The Pc Emergency Response Staff of Ukraine (CERT-UA) has warned of a brand new phishing marketing campaign that masquerades because the Safety Service of Ukraine to distribute malware able to distant desktop entry.
The company is monitoring the exercise beneath the identify UAC-0198. Greater than 100 computer systems are estimated to have been contaminated since July 2024, together with these associated to authorities our bodies within the nation.
The assault chains contain the mass distribution of emails to ship a ZIP archive file containing an MSI installer file, the opening of which results in the deployment of malware referred to as ANONVNC.
ANONVNC, which is predicated on an open-source distant administration device referred to as MeshAgent, permits for stealthy unauthorized entry to the contaminated hosts.
The event comes as CERT-UA attributed the hacking group UAC-0102 to phishing assaults propagating HTML attachments that mimic the login web page of UKR.NET to steal customers’ credentials.

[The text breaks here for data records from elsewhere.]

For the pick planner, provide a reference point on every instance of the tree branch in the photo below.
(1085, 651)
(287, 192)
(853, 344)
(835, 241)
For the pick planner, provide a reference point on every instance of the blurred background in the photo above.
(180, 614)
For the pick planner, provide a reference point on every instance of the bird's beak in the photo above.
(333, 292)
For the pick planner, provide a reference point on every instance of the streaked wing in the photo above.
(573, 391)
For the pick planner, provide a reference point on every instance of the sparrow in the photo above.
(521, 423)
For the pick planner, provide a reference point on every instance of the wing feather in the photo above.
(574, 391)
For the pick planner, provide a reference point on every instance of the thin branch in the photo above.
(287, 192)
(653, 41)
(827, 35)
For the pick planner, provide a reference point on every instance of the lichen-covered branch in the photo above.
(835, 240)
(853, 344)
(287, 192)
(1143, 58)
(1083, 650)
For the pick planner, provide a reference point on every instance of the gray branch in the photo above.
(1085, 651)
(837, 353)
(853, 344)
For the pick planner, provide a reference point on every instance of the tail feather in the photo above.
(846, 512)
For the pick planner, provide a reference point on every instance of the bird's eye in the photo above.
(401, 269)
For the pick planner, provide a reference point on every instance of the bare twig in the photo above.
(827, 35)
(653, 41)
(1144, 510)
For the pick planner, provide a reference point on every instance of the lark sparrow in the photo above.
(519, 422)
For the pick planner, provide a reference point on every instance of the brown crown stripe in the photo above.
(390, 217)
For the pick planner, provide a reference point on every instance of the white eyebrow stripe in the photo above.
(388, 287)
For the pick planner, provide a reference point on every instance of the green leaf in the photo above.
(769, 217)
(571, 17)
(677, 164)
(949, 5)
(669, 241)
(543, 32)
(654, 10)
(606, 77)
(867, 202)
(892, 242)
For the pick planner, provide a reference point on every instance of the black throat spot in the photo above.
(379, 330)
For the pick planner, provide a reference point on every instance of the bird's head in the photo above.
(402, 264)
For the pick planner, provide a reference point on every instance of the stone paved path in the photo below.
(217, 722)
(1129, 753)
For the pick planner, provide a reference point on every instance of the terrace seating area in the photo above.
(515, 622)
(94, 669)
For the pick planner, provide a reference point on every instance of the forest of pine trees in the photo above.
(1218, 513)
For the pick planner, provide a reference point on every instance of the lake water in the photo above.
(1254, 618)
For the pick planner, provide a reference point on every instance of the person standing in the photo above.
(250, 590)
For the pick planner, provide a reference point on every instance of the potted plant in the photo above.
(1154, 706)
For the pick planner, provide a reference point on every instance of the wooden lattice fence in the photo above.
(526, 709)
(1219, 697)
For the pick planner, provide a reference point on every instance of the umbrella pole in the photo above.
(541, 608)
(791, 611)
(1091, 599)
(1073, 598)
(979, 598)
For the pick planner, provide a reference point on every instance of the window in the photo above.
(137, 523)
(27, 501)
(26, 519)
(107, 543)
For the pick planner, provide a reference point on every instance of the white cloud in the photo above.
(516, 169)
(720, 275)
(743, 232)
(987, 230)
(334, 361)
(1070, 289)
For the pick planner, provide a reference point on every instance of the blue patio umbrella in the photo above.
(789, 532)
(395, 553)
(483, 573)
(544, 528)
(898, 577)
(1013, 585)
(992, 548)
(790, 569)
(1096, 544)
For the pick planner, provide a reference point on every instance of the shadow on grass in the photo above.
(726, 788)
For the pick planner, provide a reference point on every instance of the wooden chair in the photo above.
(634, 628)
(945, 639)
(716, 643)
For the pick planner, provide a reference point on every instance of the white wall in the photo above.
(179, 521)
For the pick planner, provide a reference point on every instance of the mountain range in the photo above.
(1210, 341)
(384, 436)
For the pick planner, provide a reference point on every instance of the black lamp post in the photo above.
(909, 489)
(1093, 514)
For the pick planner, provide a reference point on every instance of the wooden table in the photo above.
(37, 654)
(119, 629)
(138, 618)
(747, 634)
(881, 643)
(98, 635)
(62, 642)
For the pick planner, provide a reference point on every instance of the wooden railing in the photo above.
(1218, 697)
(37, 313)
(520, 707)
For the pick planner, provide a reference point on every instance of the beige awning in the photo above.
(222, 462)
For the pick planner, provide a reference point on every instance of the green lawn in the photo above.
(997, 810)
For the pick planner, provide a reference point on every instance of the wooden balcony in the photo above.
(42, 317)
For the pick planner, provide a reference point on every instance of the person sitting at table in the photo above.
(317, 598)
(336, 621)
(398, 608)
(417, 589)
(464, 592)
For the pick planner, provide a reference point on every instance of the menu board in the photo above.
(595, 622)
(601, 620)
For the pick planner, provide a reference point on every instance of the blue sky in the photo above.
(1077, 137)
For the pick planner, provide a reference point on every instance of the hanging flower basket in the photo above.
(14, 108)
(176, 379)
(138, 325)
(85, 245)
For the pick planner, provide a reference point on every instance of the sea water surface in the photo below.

Over the previous few weeks, the company has additionally warned of a surge in campaigns distributing the PicassoLoader malware with the top objective of deploying Cobalt Strike Beacon on compromised methods. The assaults have been linked to a risk actor tracked as UAC-0057.
“It is reasonable to assume that the objects of interest of UAC-0057 could be both specialists of project offices and their ‘contractors’ from among the employees of the relevant local governments of Ukraine,” CERT-UA stated.